Be aware that this will additionally install spacy-experimental to provide the experimental tokenizer and lemmatizer. If you haven’t already installed transformers, you might want to have a look at our recommended installation steps.

Once the pipeline is installed, load it like any other spaCy pipeline:

import spacy
spacy.prefer_gpu()
nlp = spacy.load("en_udv25_englishewt_trf")

UD benchmark project

If you would like to train and evaluate the same pipelines yourself, start with the UD benchmark project:

Clone the project
python -m spacy project clone benchmarks/ud_benchmark
cd ud_benchmark

By default, this project trains a pipeline on UD_English-EWT:

Download data, train, assemble and evaluate
python -m spacy project assets
python -m spacy project run all

You can edit project.yml to switch to a different UD corpus or edit the configs to try out different pipeline and training settings. See the full spaCy project docs for more information on working with the project assets, templates and remote storage.

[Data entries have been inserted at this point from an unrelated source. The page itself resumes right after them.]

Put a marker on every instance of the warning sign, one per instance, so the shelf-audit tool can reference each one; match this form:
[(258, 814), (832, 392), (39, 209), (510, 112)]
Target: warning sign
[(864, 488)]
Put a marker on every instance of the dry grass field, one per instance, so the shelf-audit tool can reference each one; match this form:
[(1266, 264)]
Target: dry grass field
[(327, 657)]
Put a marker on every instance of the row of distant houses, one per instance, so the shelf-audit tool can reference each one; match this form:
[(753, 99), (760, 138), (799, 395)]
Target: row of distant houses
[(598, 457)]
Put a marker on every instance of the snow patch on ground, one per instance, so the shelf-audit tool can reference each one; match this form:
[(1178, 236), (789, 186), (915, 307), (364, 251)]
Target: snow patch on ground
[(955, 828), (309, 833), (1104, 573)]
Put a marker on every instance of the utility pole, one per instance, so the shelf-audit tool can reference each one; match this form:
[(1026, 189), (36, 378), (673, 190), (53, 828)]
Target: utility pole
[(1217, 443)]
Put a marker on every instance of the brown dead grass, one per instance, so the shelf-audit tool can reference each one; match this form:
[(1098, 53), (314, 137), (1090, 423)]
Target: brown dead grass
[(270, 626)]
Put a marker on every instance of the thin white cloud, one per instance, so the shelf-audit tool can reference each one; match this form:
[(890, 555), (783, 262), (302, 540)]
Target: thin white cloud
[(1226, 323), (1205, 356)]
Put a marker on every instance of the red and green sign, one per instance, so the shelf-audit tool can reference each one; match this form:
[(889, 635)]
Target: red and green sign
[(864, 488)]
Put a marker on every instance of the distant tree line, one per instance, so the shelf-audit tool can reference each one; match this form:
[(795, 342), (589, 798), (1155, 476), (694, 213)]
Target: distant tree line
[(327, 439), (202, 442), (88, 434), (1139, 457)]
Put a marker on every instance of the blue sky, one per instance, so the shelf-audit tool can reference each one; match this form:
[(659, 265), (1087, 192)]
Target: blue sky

In addition, you can use spacy-huggingface-hub to upload spaCy pipelines to your own repo, complete with model cards generated from the spaCy pipeline metadata.

Notes on use

These pipelines are published for benchmarking purposes and are not intended for production use. In production, a rule-based tokenizer for languages with whitespace or a language-specific word segmenter such as SudachiPy for Japanese is a better choice than the experimental tokenizer, which is not optimized for speed or memory use.

If you’re working with a specific language, you may be able to train a better, smaller model with a language-specific transformer model in place of xlm-roberta-base. spaCy can provide language-specific transformer recommendations with spacy init config --lang lang --gpu config.cfg or in the training quickstart with the GPU option.